An extended asymmetric sigmoid with Perceptron (SIGTRON) for imbalanced linear classification

This article presents a new polynomial parameterized sigmoid called SIGTRON, which is an extended asymmetric sigmoid with Perceptron, and its companion convex model called SIGTRON-imbalanced classification (SIC) model that employs a virtual SIGTRON-induced convex loss function. In contrast to the conventional $\pi$-weighted cost-sensitive learning model, the SIC model does not have an external $\pi$-weight on the loss function but has internal parameters in the virtual SIGTRON-induced loss function. As a consequence, when the given training dataset is close to the well-balanced condition considering the (scale-)class-imbalance ratio, we show that the proposed SIC model is more adaptive to variations of the dataset, such as the inconsistency of the (scale-)class-imbalance ratio between the training and test datasets. This adaptation is justified by a skewed hyperplane equation, created via linearization of the gradient satisfying $\epsilon$-optimal condition. Additionally, we present a quasi-Newton optimization(L-BFGS) framework for the virtual convex loss by developing an interval-based bisection line search.
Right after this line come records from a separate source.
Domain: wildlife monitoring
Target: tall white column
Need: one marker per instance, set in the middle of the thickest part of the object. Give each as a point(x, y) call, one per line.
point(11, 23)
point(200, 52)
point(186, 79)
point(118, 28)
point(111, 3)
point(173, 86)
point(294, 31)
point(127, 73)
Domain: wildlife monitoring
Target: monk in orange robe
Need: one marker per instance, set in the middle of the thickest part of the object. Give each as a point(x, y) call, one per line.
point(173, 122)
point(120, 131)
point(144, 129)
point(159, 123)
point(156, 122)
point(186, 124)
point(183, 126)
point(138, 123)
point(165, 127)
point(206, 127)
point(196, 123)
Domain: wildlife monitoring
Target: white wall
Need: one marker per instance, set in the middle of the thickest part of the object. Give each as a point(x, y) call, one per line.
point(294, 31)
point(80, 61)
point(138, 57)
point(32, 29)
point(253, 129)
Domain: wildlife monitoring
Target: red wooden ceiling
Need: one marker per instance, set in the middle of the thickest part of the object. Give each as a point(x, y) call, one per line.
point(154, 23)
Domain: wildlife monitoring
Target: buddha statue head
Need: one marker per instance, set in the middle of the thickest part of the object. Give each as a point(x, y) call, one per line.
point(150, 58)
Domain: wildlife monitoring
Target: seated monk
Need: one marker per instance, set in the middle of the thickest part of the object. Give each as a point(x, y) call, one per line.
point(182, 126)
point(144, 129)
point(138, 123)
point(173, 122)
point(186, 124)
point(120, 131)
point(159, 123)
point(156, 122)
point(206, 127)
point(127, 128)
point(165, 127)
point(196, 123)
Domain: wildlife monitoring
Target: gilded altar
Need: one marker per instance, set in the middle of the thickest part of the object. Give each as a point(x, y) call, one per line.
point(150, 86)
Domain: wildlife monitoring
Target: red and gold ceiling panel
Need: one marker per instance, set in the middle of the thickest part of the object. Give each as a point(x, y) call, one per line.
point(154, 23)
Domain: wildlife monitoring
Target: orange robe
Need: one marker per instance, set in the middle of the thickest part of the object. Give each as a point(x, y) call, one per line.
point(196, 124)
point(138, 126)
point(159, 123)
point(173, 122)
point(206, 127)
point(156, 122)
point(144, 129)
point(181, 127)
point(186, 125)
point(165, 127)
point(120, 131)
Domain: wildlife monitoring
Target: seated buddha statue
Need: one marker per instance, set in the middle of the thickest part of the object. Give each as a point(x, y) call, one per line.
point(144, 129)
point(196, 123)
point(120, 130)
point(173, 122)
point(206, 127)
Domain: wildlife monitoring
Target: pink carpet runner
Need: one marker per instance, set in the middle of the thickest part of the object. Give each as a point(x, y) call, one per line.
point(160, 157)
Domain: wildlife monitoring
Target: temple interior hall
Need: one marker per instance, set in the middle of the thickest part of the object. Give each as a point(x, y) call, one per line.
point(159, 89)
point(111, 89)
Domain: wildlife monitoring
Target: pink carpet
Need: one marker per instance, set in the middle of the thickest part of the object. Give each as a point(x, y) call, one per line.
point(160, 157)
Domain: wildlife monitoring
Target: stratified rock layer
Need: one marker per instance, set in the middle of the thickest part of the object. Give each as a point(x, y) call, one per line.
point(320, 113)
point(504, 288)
Empirically, we have observed that the proposed approach outperforms (or is comparable to) $\pi$-weighted convex focal loss and balanced classifier LIBLINEAR(logistic regression, SVM, and L2SVM) in terms of test classification accuracy with $51$ two-class and $67$ multi-class datasets. In binary classification problems, where the scale-class-imbalance ratio of the training dataset is not significant but the inconsistency exists, a group of SIC models with the best test accuracy for each dataset (TOP$1$) outperforms LIBSVM(C-SVC with RBF kernel), a well-known kernel-based classifier.

翻译：本文提出了一种新的多项式参数化Sigmoid函数——SIGTRON，它是一种带有感知机的扩展非对称Sigmoid函数，并提出了其伴随凸模型——SIGTRON非平衡分类（SIC）模型。该模型采用了一种虚拟的SIGTRON诱导凸损失函数。与传统的$\pi$加权代价敏感学习模型不同，SIC模型在损失函数上没有外部$\pi$权重，但在虚拟SIGTRON诱导损失函数中具有内部参数。因此，当给定的训练数据集在考虑（尺度）类别不平衡比率时接近良好平衡条件时，我们证明了所提出的SIC模型对数据集的变化具有更强的适应性，例如训练集和测试集之间（尺度）类别不平衡比率的不一致。这种适应性通过一个偏斜的超平面方程得到验证，该方程通过满足$\epsilon$最优条件的梯度线性化生成。此外，我们提出了一种基于区间二分线搜索的拟牛顿优化（L-BFGS）框架，用于虚拟凸损失。通过实验，我们在$51$个二分类和$67$个多分类数据集上观察到，所提出的方法在测试分类准确率方面优于（或与）$\pi$加权凸焦点损失和平衡分类器LIBLINEAR（逻辑回归、支持向量机和L2SVM）相当。在二分类问题中，当训练数据集的尺度类别不平衡比率不显著但存在不一致性时，每组SIC模型中对每个数据集取得最佳测试准确率的模型（TOP$1$）优于著名的基于核的分类器LIBSVM（使用RBF核的C-SVC）。